You may not realize it, but you consume different types of content on different devices. When you stop to think about it, it makes sense. When you want to read for an hour or so, you likely grab a Kindle or even a book and settle in. If you’re in the doctor’s office or in line somewhere you may idly scroll through Facebook with no real intention to get involved in anything. When you’re watching television in the evenings and get engrossed in a show, you may still have a screen open in front of you — a tablet or your phone — and half-heartedly check your social accounts. During your lunch hour at work, you may be on Facebook on a desktop or laptop computer as you take a few extra minutes to catch up with your best friends and their kids or cats.
Lean In or Lean Back Media
These are all different types of content consumption. As an advertiser, you need to know when (and how!) to best reach your audience when they’re leaning in, or in a mood to take action. Someone checking Facebook on their mobile while they’re in traffic is highly unlikely to click your ad and make a purchase, but the same person may be interested enough to take a minute during their lunch break to engage more deeply with the more immersive desktop experience. Other ads may be more conducive to a quick purchase or signup during the evening scrolling sessions (leaning back) from a mobile phone or tablet. How you can be most effective depends on several factors, most importantly your audience and your message.
Know Your Message
There are (unfortunately) way too many ways to do mobile marketing poorly. Ads that are disruptive, unattractive, boring . . . the list is virtually endless. What you can do is attempt to get inside the mind of your consumer and what they are likely to be doing during the time you are targeting for your ad. You may want to take advantage of some of Facebook or Instagram’s killer targeting strategies, creating granular audiences that are more likely to accept and appreciate your message. If your message is one that takes a few minutes to consider (making a high-dollar purchase) versus simply something that requires a quick sign-up, you have to consider additional factors, including:
- Is your audience likely commuting at the time your ad is targeting?
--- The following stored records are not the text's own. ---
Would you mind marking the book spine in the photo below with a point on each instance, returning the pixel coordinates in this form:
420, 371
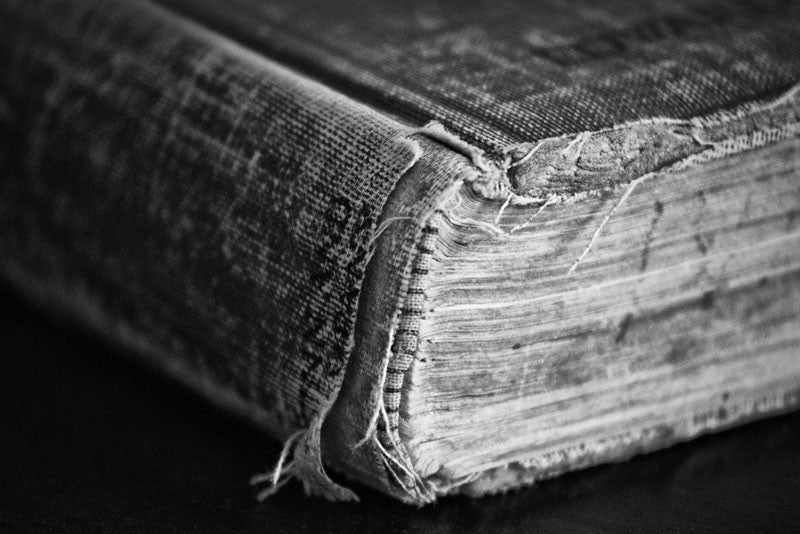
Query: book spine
195, 201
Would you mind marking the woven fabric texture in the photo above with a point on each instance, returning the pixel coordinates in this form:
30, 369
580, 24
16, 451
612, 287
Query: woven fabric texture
500, 74
173, 189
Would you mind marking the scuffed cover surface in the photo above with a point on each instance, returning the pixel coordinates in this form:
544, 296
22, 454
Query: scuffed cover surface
185, 195
503, 73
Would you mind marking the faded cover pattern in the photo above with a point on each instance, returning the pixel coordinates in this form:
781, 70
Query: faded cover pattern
194, 200
252, 197
501, 74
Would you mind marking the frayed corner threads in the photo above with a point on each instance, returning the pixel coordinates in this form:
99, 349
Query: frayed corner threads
304, 447
279, 475
437, 132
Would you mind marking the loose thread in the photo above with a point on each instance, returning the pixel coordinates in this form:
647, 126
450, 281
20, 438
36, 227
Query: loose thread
579, 140
552, 200
527, 156
503, 208
631, 186
274, 476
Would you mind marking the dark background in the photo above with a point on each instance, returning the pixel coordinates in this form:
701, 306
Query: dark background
90, 441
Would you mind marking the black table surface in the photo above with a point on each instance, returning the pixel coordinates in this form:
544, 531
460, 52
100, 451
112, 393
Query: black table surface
90, 441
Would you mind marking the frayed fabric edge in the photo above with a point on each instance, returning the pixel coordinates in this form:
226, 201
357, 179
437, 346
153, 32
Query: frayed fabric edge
301, 455
491, 182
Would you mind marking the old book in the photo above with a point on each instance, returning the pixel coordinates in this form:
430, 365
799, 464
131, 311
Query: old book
434, 247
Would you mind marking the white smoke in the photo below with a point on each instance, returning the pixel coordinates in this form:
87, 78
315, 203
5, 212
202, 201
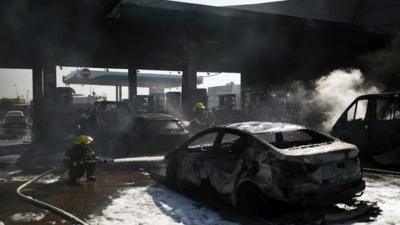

- Will your audience likely have access to a computer or tablet and have the time to engage with your message?
- Demographics of your audience: will they be at work or school, or are you targeting stay-at-home moms and dads?
The data available on audiences today is highly detailed, so if you are not taking advantage of it, you are doing your brand a disservice.
Following the Lead
Facebook and Google are working hard to be able to track people across devices, but it still is not perfect. While you are targeting your advertising, always keep the needs of the browsing public in mind and don’t block out their core content. Having a (relevant!) ad show up while they’re skipping merrily through their favorite site is fine, but overshadowing the main content in a “PICK ME!” moment can create a really poor user experience. If you’re creating a single ad for mobile and also using it on a desktop, you’re almost guaranteed to lose half of your audience — or all of it if you’re making compromises about the message or the design!
What it all comes down to is being considerate and being consistent. You want your ad to be considered a valuable insight for the reader and not a distraction. Once you cross that line, your ad will continue costing you money but will not be providing the ROI that you need. Be a smart marketer and think like your audience!